Private mortgage insurance (PMI) helps families with low down payments buy homes with minimal cash out of pocket by protecting the lender from losses. Whether you are a first-time buyer, a trade-up buyer, or a down-sizing empty nester, you can benefit from PMI by putting less money down on your new home. With prices increasing quickly, waiting to save more to avoid paying MI will likely cost you much more in the long run. Get your home now with PMI.
PMI is the private sector alternative to the Federal Housing Administration (FHA) mortgage insurance, which typically costs more and does not allow for cancellation. It is different from mortgage life insurance, which pays off a mortgage if the homeowner dies or becomes disabled. It is also different from your homeowners insurance, which protects homeowners from loss due to theft, fire or other disasters. PMI protects the lender from loss, allowing them be more lenient when lending.

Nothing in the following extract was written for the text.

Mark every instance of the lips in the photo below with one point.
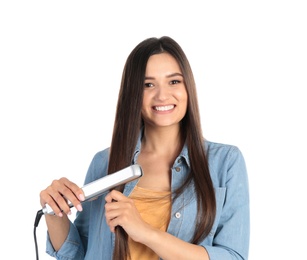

Premium prices vary on PMI based on the size of the down payment, type of mortgage, amount of coverage and your credit qualifications. Premiums are collected with the monthly mortgage payment.
PMI can be cancelled! Regulations require mortgage lenders to remove PMI when certain conditions are met such as the loan being paid down to 78% LTV based on the initial purchase price. Borrowers can also request MI be removed when certain conditions are met with regard to time elapsed, equity in the home and payment history.